Hi I would appreciate advice as I'm getting different answers from suppliers..
I have a cottage which I rent out and a downdraft is causing problems for the tenant..
I have been advised that a H cowl is best but was told by another saleman it will block up with soot ...that the lobster is best only to be told by another saleman that one has lots of problems ..that the Winchester is best ..etc..
The cottage is on top of a hill with a few trees nearby and the down draft only happens when wind is a certain direction..

advice would be appreciated


----------



## marcole (10 Aug 2009)

H cowl should do it, also if there is any way to extend length of flue it will also help.

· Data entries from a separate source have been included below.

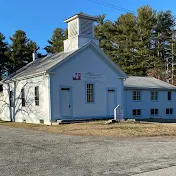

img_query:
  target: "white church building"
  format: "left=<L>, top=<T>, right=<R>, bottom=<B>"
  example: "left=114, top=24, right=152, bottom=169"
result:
left=0, top=13, right=176, bottom=125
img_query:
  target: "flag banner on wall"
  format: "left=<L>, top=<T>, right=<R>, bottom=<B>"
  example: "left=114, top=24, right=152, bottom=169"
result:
left=73, top=73, right=81, bottom=80
left=73, top=72, right=105, bottom=82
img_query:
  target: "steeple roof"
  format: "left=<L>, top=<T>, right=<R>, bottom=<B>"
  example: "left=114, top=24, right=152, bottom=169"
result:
left=64, top=12, right=98, bottom=23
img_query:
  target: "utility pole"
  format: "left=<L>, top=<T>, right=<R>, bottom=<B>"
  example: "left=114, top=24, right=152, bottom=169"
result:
left=165, top=17, right=176, bottom=84
left=171, top=19, right=175, bottom=84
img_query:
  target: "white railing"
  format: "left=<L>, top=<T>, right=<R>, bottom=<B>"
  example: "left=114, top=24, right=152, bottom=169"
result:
left=114, top=105, right=123, bottom=121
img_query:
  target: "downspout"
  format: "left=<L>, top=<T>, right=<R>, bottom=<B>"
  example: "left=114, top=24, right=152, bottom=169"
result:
left=48, top=73, right=52, bottom=125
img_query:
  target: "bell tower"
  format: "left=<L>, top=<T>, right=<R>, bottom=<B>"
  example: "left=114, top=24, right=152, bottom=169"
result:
left=64, top=12, right=99, bottom=52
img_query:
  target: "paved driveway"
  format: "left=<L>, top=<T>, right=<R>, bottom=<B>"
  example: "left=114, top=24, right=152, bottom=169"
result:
left=0, top=125, right=176, bottom=176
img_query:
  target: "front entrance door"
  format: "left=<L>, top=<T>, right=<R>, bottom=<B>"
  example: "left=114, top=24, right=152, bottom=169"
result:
left=107, top=89, right=116, bottom=116
left=61, top=88, right=71, bottom=117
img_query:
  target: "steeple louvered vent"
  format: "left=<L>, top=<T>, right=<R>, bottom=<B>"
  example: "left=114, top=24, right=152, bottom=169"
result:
left=80, top=19, right=93, bottom=37
left=68, top=20, right=78, bottom=38
left=64, top=12, right=99, bottom=52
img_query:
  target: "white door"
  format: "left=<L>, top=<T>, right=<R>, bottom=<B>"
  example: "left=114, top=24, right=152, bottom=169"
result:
left=107, top=89, right=115, bottom=116
left=61, top=88, right=71, bottom=117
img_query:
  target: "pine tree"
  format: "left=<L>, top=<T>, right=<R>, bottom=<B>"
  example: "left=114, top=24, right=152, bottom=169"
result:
left=9, top=30, right=39, bottom=73
left=44, top=28, right=67, bottom=54
left=0, top=33, right=9, bottom=79
left=113, top=13, right=139, bottom=75
left=95, top=14, right=115, bottom=60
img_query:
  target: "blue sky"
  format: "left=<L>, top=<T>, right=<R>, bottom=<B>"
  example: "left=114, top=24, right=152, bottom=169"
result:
left=0, top=0, right=176, bottom=53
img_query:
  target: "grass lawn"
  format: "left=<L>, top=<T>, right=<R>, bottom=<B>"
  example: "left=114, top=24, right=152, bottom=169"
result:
left=0, top=121, right=176, bottom=137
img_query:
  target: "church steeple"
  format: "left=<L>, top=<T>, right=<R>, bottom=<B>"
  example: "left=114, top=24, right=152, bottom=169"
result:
left=64, top=12, right=99, bottom=52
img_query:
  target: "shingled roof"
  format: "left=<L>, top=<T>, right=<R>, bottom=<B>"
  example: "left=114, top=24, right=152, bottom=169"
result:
left=124, top=76, right=176, bottom=90
left=3, top=40, right=127, bottom=81
left=10, top=50, right=75, bottom=79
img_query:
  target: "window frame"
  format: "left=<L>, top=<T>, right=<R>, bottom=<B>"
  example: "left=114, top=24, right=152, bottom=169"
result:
left=150, top=108, right=159, bottom=116
left=21, top=88, right=26, bottom=107
left=132, top=90, right=141, bottom=101
left=132, top=109, right=142, bottom=117
left=86, top=82, right=95, bottom=104
left=34, top=86, right=40, bottom=106
left=150, top=91, right=159, bottom=101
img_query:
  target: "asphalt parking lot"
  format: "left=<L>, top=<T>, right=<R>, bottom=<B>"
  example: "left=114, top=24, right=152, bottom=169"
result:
left=0, top=125, right=176, bottom=176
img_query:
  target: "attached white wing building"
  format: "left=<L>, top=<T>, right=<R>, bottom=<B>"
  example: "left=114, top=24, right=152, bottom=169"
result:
left=0, top=13, right=176, bottom=125
left=124, top=76, right=176, bottom=120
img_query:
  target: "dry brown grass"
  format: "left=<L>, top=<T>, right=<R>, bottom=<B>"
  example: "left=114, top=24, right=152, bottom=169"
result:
left=0, top=121, right=176, bottom=137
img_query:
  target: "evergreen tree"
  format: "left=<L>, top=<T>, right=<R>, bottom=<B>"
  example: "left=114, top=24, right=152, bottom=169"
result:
left=9, top=30, right=39, bottom=73
left=0, top=33, right=9, bottom=79
left=44, top=28, right=67, bottom=54
left=95, top=14, right=115, bottom=60
left=136, top=6, right=158, bottom=76
left=113, top=13, right=140, bottom=75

Also check the vent in the room is open.


----------



## cappamj (10 Aug 2009)

thank you ..It's a open fireplace ... I have been trying to find suppliers of the H cowl in Ireland and all my local hardware stores tell me their suppliers don't do them...I have found a company in UK but would prefer to buy in Ireland if possible..I did find one company in Ireland who quoted me €400 ..UK price is £100 + 15 postage.


----------



## mathepac (10 Aug 2009)

Did you try this crowd? I know nothing about them but they came up first on a quick "h+cowl" search - [broken link removed]

What about the North or a salvage yard?


----------



## DGOBS (11 Aug 2009)

MI flues, have used them before, and found them very good.

But I always as the question, is it a real downdraft (due to the area you live in and climatic conditions) or is the room ventilation correct? (if it is a ventilation issue it should dissipate if you open a window, then proceed with fitting proper ventilation to the room to aid the flue


----------